Du wohnst in Hamburg und singst in „I love my harbour“ über den Hafen. Du hast in einem Interview aber mal gesagt, dass du hier „noch nie angekommen bist“. Ihr seid viel auf Tour, liegt das daran?

Nein, das liegt nicht am Touren. Momentan sind wir wieder vier Wochen zuhause und ich habe es sehr nötig, viel Zeit in meiner Küche mit Schreiben zu verbringen und mal wieder Monotonie zu haben. Trotzdem bin ich eine ewig Suchende. Das macht mich rastlos, manchmal auch ratlos und meistens gibt es mir die Kraft, das zu tun, was ich mache. Ein Ankommen, wie ich es meine, werde ich mit 70 Jahren hoffentlich erleben. Dann schreibe ich ein Buch, setze mich hin und gucke aus dem Fenster.

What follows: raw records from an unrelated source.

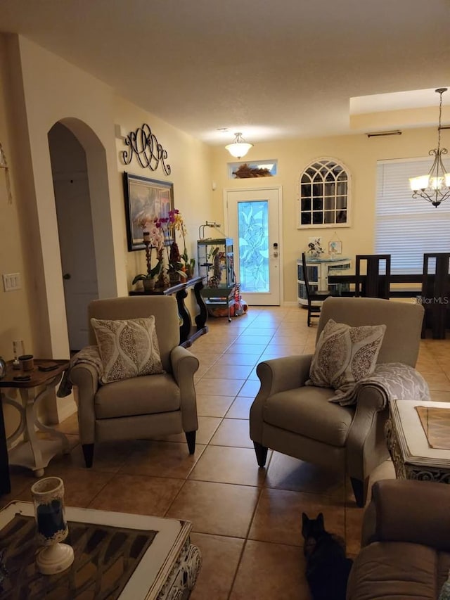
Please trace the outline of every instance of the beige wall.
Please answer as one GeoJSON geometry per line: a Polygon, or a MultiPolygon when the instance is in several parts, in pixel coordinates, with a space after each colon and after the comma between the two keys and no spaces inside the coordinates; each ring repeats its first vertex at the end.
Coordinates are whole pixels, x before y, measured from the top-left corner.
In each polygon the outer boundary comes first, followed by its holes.
{"type": "MultiPolygon", "coordinates": [[[[166,175],[162,165],[155,172],[143,169],[137,160],[132,158],[129,165],[124,165],[122,152],[127,149],[123,139],[116,139],[117,183],[122,187],[124,171],[134,175],[152,179],[171,181],[174,184],[174,202],[175,208],[181,213],[187,229],[186,247],[189,257],[196,259],[196,241],[198,227],[206,219],[212,219],[214,208],[211,190],[212,149],[202,142],[195,140],[176,129],[165,121],[146,113],[122,98],[115,99],[115,123],[120,125],[123,135],[136,131],[143,123],[147,123],[156,136],[158,141],[167,151],[166,164],[170,165],[171,173],[166,175]]],[[[124,204],[122,207],[124,215],[124,204]]],[[[177,241],[182,252],[181,238],[177,241]]],[[[126,229],[123,229],[122,249],[126,257],[127,279],[129,289],[138,289],[140,284],[133,288],[131,281],[135,275],[146,272],[145,253],[143,250],[128,252],[126,229]]],[[[195,306],[186,299],[188,308],[195,306]]]]}
{"type": "MultiPolygon", "coordinates": [[[[20,272],[22,288],[0,289],[0,355],[12,358],[12,340],[22,338],[35,355],[69,356],[57,220],[47,134],[61,121],[86,152],[96,261],[103,298],[124,295],[145,266],[143,253],[127,251],[122,181],[124,170],[165,179],[160,168],[124,167],[115,123],[126,132],[148,122],[169,153],[175,204],[196,254],[199,224],[211,218],[210,149],[121,98],[102,82],[20,36],[0,36],[0,141],[11,166],[14,201],[8,205],[0,172],[1,273],[20,272]],[[95,177],[94,175],[95,174],[95,177]]],[[[189,305],[188,305],[189,306],[189,305]]],[[[72,403],[73,404],[73,403],[72,403]]],[[[47,407],[49,419],[72,410],[70,399],[47,407]]],[[[6,414],[8,431],[14,419],[6,414]]]]}
{"type": "MultiPolygon", "coordinates": [[[[274,177],[229,179],[227,163],[236,162],[224,148],[214,148],[213,179],[217,182],[214,193],[216,214],[219,222],[224,219],[224,189],[245,189],[249,187],[281,185],[283,186],[283,229],[284,302],[297,299],[296,260],[307,248],[309,237],[321,237],[328,242],[335,238],[335,231],[342,241],[342,255],[373,252],[375,198],[377,160],[390,158],[423,158],[437,144],[437,128],[407,129],[399,136],[368,138],[364,134],[310,139],[283,140],[274,143],[255,143],[245,157],[249,161],[278,160],[278,174],[274,177]],[[352,176],[351,225],[345,228],[299,229],[299,179],[310,162],[320,158],[333,158],[345,165],[352,176]]],[[[450,132],[442,132],[443,145],[450,143],[450,132]]],[[[430,160],[431,166],[431,160],[430,160]]],[[[430,210],[435,210],[430,207],[430,210]]]]}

Im Video zu „Solace“ bist du eine Astronautin, die etwas verloren wirkt. Der Song ist dann aber doch sehr tröstlich und optimistisch.

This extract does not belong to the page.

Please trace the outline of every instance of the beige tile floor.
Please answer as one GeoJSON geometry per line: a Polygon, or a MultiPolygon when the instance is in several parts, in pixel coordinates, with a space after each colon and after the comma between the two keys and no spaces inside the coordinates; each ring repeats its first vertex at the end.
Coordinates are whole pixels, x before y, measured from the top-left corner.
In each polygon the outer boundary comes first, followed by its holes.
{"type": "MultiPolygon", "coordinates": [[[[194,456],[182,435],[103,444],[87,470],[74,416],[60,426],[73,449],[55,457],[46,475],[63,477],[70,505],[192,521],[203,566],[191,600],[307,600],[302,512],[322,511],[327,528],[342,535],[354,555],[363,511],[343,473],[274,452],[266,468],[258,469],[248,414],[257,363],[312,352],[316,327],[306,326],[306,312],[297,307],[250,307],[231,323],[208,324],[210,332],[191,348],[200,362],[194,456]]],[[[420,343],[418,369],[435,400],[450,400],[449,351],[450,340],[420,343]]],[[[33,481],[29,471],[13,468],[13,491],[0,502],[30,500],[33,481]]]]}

Als Astronautin bin ich weit von der Erde entfernt und habe innerhalb meines Anzugs meinen eigenen kleinen Kosmos. Das soll Sinnbild dafür sein, dass man öfter mal ein bisschen Abstand braucht, um bei sich selbst zu sein und die Dinge betrachten zu können, wie sie wirklich sind. Dieser Gedanke hat etwas sehr Tröstliches, aber auch eine große Einsamkeit. Den Text an sich habe ich für eine Freundin geschrieben, die ich trösten wollte. Im Sinne von: ich zeig dir was, wir machen was zusammen, und vielleicht hast du dann eine andere Perspektive auf deine Probleme.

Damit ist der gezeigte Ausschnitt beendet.